This happens all the time and it's a pretty simple answer,: the engineering chops of the team may not be up to snuff. Too many old school sysadmins were handed "Cloud/DevOps/SRE" titles and didn't update their skills, it's why a lot of top companies expect their SWEs to manage resources. Hate to say but if your team isn't capable of scaling things using all the additional options cloud providers (and open source tools) give you, many at no additional cost on top of compute/data transfer, to scale your operations to optimize for cost, and also have the ability to build things in a way that avoid vendor lock-in (IaC/Terraform/containerization, along with having someone who actually understands Cloud Architecture), then you may need better engineers. 9/10 chance your team "migrated everything to cloud" as a 1:1 match with what you were running in a DC and then went shocked_pikachu when it was more money. Additionally, have y'all factored in all the time/money spent on maintaining the server hardware, power, DC cooling, etc. too? Cloud providers just plain have better engineers than any average company, especially ones doing the whole "this is more!" dance post cloud migration.

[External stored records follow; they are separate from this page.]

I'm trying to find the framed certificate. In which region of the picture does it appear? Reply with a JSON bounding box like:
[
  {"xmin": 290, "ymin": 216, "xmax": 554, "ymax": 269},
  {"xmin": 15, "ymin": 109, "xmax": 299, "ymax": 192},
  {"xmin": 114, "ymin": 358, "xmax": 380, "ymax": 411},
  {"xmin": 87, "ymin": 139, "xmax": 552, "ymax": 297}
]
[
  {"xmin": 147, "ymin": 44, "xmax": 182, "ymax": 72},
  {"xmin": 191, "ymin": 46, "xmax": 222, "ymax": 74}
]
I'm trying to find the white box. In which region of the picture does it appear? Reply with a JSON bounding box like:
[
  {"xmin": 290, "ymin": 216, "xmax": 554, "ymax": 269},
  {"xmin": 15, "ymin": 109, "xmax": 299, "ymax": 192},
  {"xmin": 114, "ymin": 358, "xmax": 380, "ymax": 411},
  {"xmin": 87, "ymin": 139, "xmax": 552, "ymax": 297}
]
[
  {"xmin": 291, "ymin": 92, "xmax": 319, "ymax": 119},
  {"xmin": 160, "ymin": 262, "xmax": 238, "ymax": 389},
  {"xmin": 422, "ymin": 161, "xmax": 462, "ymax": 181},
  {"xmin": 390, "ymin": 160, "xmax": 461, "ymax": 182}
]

You can absolutely do the whole 1:1 migration to cloud, but always expect things to balloon at least a bit post-migration, but then immediately work on learning all the tools these providers give you to tighten down your cloud spend. How much are you spending on disk? Would bucket storage be cheaper? RE: Containers, even if you DO go that route, do you really need Kubernetes, which will come at an additional monetary and also maintenance cost? The likely answer at least initially is a big fat "no". Are you running every VM, even lower envs, 24/7? Is that required? If your services are not stateless, work to make them such so you can learn about scaling in the cloud, which can even be done w/ VM-based services.
I'm not even going to touch on how much more agility using cloud vs a DC gives you.
This all may sound a bit aggressive, but it's not meant to be. It's just, when you've seen this same complaint many times, ya know. This is a learning opportunity to figure out so much about how to build your environment using relevant cloud services.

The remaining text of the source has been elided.